HPCwire
 The global publication of record for High Performance Computing / May 30, 2003: Vol. 12, No. 21

  |  Table of Contents  |  

Features:

NEC USER GROUP TALKS PETAFLOP/S AND BRAZILIAN SAMBA
By Christopher Lazou, HiPerCom Consultants, Ltd.

Click For More InformationAround eighty experts from twelve mostly European countries braved air travel and SARs, to attend the NEC User Group, NUG-XV meeting in an idyllic coastal location near Angra Dos Reis, Brazil. This four day meeting was hosted by the Brazilian weather/climate centre, (Centro de Tempo e Estudos Climaticos), CPTEC. It enabled experts in computing, meteorology and technical engineering fields to share their latest research results, crystallise future hardware and software needs and collectively leverage NEC to take these onboard in their development plans for new systems. These needs are not only for faster more powerful (Petaflop/s) systems for the scientific and technical market, but increasingly also in data management and storage handling of PetaBytes size file systems.

The CPTEC mission is to provide Brazil with state-of-the-art weather forecasts and climate predictions for the benefit of civil society. They recently upgraded their computer system to an NEC SX-6. The final configuration, to be installed by end year 2003, will consist of 12 Nodes (96 processors) NEC SX-6 with peak performance of 768Gflop/s, the most powerful supercomputer system sold by NEC in South America.

In the last ten years, using the power of NEC SX systems they have modernised weather forecasts in Brazil. They are using the global atmospheric models developed in the USA and Europe at comparable high resolution. They have coupled the atmospheric, ocean, hydrological and wave models presently using 100kms grids, for global calculations, reducing to 40kms for regional and 20kms for local predictions. They provide weather forecasts, severe storms, floods, biomass-burning monitoring, mapping fire risk, issuing early warnings to civil defence and government. For example, hydrological monitoring was recently used to good effect during the recent energy crisis, as 95% of Brazil's power energy is hydro-driven.

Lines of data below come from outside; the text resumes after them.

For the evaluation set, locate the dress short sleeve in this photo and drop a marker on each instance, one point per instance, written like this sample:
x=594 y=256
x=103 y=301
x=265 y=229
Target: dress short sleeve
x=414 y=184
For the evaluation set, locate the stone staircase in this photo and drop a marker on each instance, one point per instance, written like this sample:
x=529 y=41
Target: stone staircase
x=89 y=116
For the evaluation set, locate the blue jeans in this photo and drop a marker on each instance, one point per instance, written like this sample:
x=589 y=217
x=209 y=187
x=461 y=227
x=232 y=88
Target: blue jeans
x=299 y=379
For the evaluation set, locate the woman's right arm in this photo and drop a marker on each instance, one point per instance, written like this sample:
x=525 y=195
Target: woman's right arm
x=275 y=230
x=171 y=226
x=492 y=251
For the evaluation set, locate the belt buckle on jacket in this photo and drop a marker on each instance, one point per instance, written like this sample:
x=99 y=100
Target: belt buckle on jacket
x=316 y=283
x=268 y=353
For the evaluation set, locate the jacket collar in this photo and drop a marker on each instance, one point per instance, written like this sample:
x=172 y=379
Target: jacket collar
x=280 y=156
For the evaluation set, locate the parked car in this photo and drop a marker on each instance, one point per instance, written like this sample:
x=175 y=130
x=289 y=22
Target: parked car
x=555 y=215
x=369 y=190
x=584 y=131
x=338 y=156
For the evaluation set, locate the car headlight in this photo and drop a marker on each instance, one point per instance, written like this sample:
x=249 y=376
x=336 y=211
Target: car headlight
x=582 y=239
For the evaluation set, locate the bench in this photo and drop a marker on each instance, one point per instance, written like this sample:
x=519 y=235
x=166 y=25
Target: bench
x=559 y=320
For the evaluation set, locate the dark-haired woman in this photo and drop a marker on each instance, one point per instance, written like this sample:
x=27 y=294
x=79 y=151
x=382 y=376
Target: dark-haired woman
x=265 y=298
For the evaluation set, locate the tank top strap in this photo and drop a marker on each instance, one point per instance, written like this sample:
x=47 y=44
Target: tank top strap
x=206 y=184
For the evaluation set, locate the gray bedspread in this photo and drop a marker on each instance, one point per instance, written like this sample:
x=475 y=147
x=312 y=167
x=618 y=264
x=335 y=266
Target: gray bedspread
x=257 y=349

Listening to the CPTEC presentation it became clear that they have done a great job, their daily predictions are published in the national press, carried on national TV and radio, posted on the Web and are widely accepted by the Brazilian public. As Dr. Paulo Castello Branco, President of NEC Brazil said in his welcome address: "NEC Brazil is proud to be working with CPTEC, recognizing the huge symbiotic power which the joint technology matrix can produce, from NEC, the state of the art scientific high performance computers, and from CPTEC the wide human knowledge in atmospheric sciences translated into the sophisticated computer language codes which describe and foresee the future of meteorological phenomena based on measurements and probes taken from the past."

He continued: "Facing this disturbed moment the world is going through, it is very comfortable and relieving to work with customers who are committed to social welfare, concerned with bringing social and economic benefits to this huge and promising country, contributing to the safety and welfare of people and providing data for the development of the most promising industry in Brazil, namely, the agriculture business. I look forward to the time when supercomputing will help us predict the development of societies and the impact our present actions and investments will bring to future generations. This will certainly help our government's to focus their priorities to meaningful programmes for societal development".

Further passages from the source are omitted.